History Abounds In This Community

HISTORY ABOUNDS IN THIS COMMUNITY 

Wednesday, August 22, 2007 (Napanee Beaver)

Friday, August 24, 2007 (Picton Gazette)

When September 15th rolls around, I will have been to Jones Falls no fewer than 11 times this year. This community off Highway 15, north of Kingston, may be small, but sees hundreds of people a day, because it lies along a major waterway, the Rideau Canal. I visit often for no reason other than that it’s there.

However, I am mainly there this year to lead a series of interpretive kayak tours, from Jones Falls, 18 km north to the village of Newboro. By September 15th, I am quite certain staff at Frontenac Outfitters who are hosting the tours, will be able to blindfold me, and just shove me into the water, and I will find my way to Newboro through the numerous channels and series of five lakes and two locks just fine! The tours I have done so far have been filled to capacity, and it is no wonder, for this is the Rideau Canal’s 175th anniversary. The popular waterway is absolutely humming this summer with pleasure boats and various events.

Part of my job on these tours is to interpret the history of this historic waterway, and explain the locking system to those who join us. I have paddled the entire system from Kingston to Ottawa, on two occasions, and with the possible exception of Merrickville whose historic buildings embraced me to the point where I had to be dragged away, Jones Falls has got to be my favourite location along the entire 202 km route. While summer with its flotilla of pleasure boats passing through, accented by a backdrop of rugged landscape has inspired many an artist and photographer, it is autumn when the area becomes emblazoned with some of the richest colours I have ever seen. So much so, I intend to organize a fall colour bus tour to Jones Falls in a couple of years.

The Rideau Canal was completed in 1832, an incredible six years after it was begun. Colonel By and his workers – thousands of Irish immigrants and French Canadian labourers – hand dug over 18 km of navigable channels to connect existing bodies of water, to form a complete route from Ottawa to Kingston. The canal was conceived in the wake of the War of 1812 as a secure war time supply route for troops and supplies from Montreal to reach the settlements of Upper Canada and the strategic naval dockyard at Kingston. It was considered one of the greatest engineering feats of its time.

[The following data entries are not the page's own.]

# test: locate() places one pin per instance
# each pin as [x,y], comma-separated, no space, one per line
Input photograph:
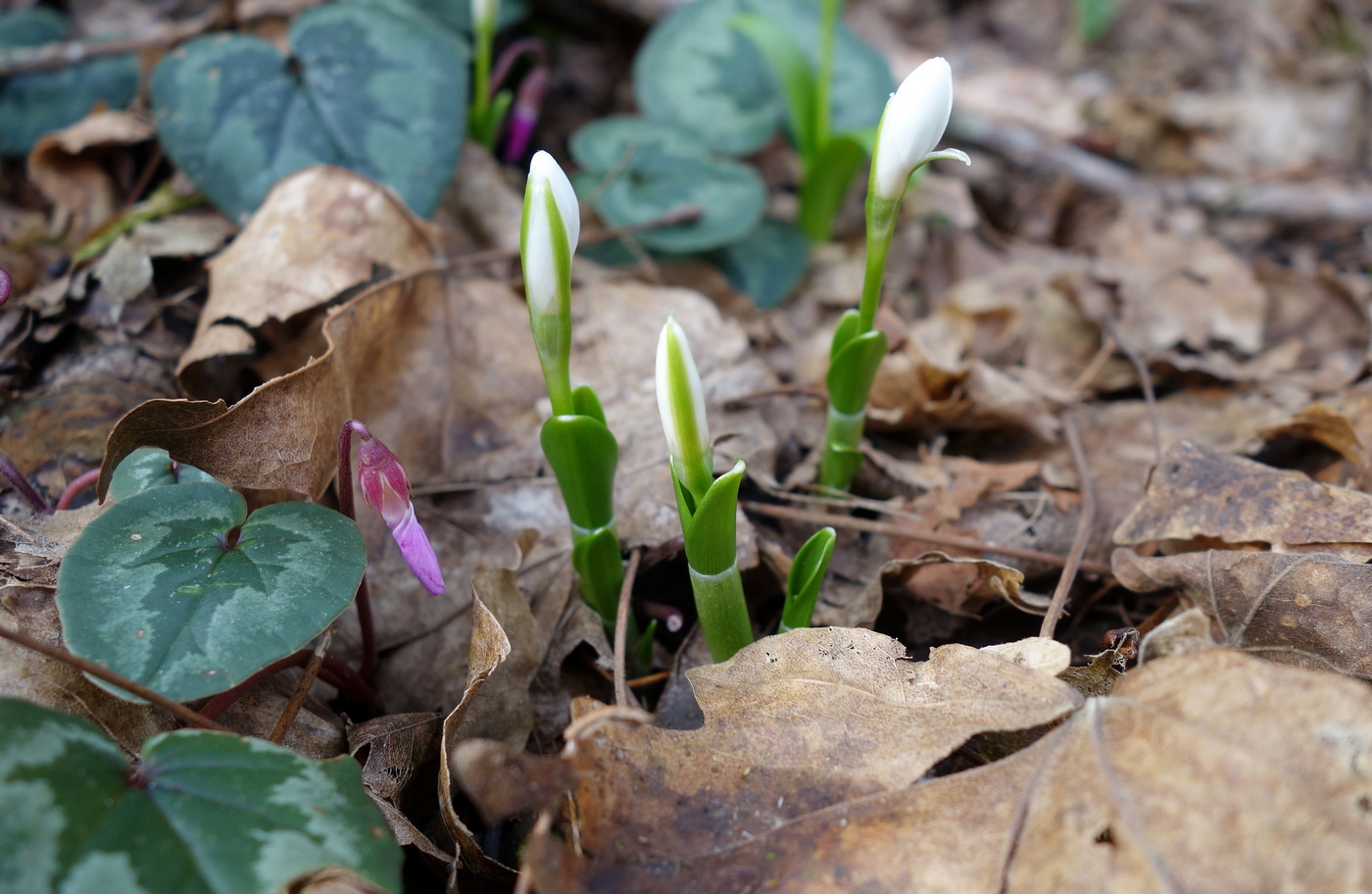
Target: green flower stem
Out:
[823,77]
[723,614]
[553,339]
[841,459]
[480,126]
[881,226]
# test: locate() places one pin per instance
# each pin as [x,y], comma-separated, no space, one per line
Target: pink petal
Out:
[417,552]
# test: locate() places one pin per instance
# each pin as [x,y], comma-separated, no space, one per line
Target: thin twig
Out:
[621,695]
[1150,400]
[113,678]
[302,688]
[1079,543]
[909,531]
[59,55]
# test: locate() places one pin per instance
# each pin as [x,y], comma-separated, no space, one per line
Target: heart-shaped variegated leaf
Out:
[147,469]
[202,814]
[181,591]
[697,71]
[40,102]
[368,88]
[638,171]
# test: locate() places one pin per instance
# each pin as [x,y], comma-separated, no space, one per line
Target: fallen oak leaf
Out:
[1198,493]
[1210,773]
[1302,609]
[793,723]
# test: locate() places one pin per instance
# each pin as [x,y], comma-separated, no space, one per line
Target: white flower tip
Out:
[681,398]
[915,119]
[542,171]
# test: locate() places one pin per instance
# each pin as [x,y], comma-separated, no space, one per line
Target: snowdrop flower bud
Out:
[681,400]
[483,14]
[911,126]
[548,239]
[387,489]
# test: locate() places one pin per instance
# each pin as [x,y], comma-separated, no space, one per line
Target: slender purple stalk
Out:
[21,482]
[346,507]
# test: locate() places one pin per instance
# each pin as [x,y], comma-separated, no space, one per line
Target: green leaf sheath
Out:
[583,455]
[792,69]
[154,591]
[601,571]
[712,530]
[826,184]
[723,614]
[710,552]
[205,814]
[807,572]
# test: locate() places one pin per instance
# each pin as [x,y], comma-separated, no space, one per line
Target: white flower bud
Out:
[548,185]
[911,126]
[681,400]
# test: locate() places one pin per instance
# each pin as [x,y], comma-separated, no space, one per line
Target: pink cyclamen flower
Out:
[387,489]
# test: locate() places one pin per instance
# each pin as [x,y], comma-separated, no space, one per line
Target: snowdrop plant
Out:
[707,506]
[907,134]
[576,441]
[829,161]
[486,114]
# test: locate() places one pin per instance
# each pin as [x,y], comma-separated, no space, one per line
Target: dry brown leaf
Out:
[318,232]
[1303,609]
[73,168]
[1198,493]
[793,723]
[1180,288]
[1209,773]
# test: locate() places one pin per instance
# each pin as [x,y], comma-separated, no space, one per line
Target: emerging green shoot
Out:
[909,129]
[576,441]
[807,572]
[707,506]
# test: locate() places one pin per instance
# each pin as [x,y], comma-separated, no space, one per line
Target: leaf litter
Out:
[1218,253]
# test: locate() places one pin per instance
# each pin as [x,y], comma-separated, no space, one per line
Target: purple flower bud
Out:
[387,490]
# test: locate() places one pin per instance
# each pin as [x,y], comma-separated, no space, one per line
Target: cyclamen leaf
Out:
[697,72]
[40,102]
[206,814]
[147,469]
[151,591]
[376,92]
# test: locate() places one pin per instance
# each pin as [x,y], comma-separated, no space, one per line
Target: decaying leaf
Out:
[793,723]
[1306,609]
[1207,772]
[1197,493]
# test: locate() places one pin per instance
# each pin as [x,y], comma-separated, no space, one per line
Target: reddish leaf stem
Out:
[21,482]
[332,670]
[113,678]
[75,486]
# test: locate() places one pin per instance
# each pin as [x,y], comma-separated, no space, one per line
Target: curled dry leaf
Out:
[73,167]
[1198,493]
[318,232]
[397,746]
[1303,609]
[956,584]
[793,723]
[1210,773]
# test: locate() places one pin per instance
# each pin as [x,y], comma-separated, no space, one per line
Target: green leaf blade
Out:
[377,93]
[151,589]
[210,814]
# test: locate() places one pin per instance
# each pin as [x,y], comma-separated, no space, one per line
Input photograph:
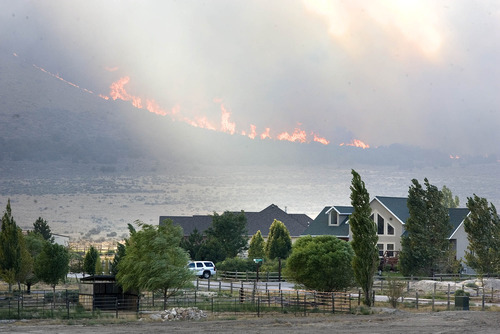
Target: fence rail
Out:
[68,304]
[251,276]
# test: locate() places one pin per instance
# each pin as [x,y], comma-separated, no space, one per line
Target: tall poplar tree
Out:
[90,260]
[279,242]
[482,226]
[364,238]
[52,265]
[257,246]
[155,261]
[425,246]
[41,226]
[448,200]
[15,261]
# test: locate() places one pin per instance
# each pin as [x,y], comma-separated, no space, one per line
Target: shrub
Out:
[236,264]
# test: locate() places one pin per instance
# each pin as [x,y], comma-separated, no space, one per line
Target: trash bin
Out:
[462,303]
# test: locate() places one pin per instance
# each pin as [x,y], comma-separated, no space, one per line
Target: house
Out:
[262,220]
[390,215]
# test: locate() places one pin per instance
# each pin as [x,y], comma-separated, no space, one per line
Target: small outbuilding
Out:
[102,292]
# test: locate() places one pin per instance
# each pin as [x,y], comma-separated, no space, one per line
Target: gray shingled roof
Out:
[397,205]
[320,226]
[457,216]
[295,223]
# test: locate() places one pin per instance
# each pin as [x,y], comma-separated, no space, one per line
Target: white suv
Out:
[203,269]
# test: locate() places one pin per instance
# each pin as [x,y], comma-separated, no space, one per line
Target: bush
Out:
[236,264]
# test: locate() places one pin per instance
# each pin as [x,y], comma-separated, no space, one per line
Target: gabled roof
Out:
[262,220]
[341,210]
[320,224]
[457,216]
[396,205]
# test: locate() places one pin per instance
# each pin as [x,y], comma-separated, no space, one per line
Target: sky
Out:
[421,73]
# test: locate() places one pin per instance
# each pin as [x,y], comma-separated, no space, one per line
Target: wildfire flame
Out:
[118,92]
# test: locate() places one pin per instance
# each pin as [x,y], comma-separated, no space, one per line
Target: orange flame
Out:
[226,125]
[321,140]
[253,131]
[298,135]
[356,143]
[266,134]
[118,91]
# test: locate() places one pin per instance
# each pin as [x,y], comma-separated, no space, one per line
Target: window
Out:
[380,250]
[390,229]
[380,225]
[333,219]
[390,250]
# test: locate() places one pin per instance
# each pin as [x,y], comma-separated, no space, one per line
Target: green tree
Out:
[426,244]
[364,238]
[321,263]
[482,226]
[228,233]
[155,261]
[52,265]
[256,249]
[41,226]
[279,243]
[15,260]
[119,255]
[34,245]
[193,243]
[448,200]
[90,260]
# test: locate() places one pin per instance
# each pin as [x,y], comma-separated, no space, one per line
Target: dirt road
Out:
[394,322]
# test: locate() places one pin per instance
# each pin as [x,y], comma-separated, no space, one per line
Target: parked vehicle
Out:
[203,269]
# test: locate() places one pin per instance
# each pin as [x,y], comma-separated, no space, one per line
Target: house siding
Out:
[389,218]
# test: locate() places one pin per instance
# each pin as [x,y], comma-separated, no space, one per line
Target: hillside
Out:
[46,120]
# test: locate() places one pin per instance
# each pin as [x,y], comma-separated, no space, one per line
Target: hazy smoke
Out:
[421,73]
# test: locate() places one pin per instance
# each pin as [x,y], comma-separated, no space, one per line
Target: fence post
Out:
[448,303]
[482,306]
[67,303]
[305,304]
[433,297]
[281,300]
[333,302]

There are 26 lockstations, incorporating a total of 47 locks. Jones Falls has four such locks, considered to be the most complex on the entire system, lifting boats an incredible 62 feet, before they continue their journey northward, overcoming the natural rise in water level between Cranberry Marsh and Sand Lake. There is much to see here at Jones Falls from a restored defensible lockmaster’s house to a blacksmith shop which continues to turn out forged items, not to facilitate repairs, but rather, in producing novelty items for tourists.

Perhaps the greatest feat at Jones Falls was the dam, considered in its day to be the tallest such structure in North America. A similar dam had been constructed at Hogg’s Back, near Ottawa, but collapsed three times due to instability. Workers learned from their mistakes, and they determined that this dam at Joes Falls would be a success. But its construction did not come without a price. Many died during its construction, and one person on his death bed allegedly murmured these final words, “I die with a smile on my lips, not because of the hope of Heaven, but because the tortures of Hell will be more pleasant than the work at the Jones Falls Dam.” Whether or not he actually said these words is uncertain, as the community for many years was known as Long Falls, and was renamed Jones Falls, after property and mill owner Charles Jones. Still present today is the Long Bridge, no longer serving as a road, but as a foot bridge to the famous Hotel Kenny that has been in the same family for five generations.

But it is the Stone Arch Dam that visitors make a point to see. This engineering marvel is over 350 feet in length and 60 feet in height. Built as an arch, it is said, were it not for the trees that now grow against the dam, its parabolic effect will allow a person at one end to speak in a normal voice, and be heard by a second person at the other end of the structure. At its base, the dam is some 30 feet in width, reinforced by an underwater mud slope extending 127 feet upstream to reduce pressure on the dam. All of this, done by hand and it still functions today to maintain water levels in Sand Lake, just as the hand winches called “crabs” still open and close the lock gates as they did when the canal was first opened in 1832.

Nearby is the community of California, an early settlement so-named because it was the dream of early settlers to join the “Rush of ‘49” and find gold. The California School, Union Church and the cheese factory, are but memories, converted long ago to private homes.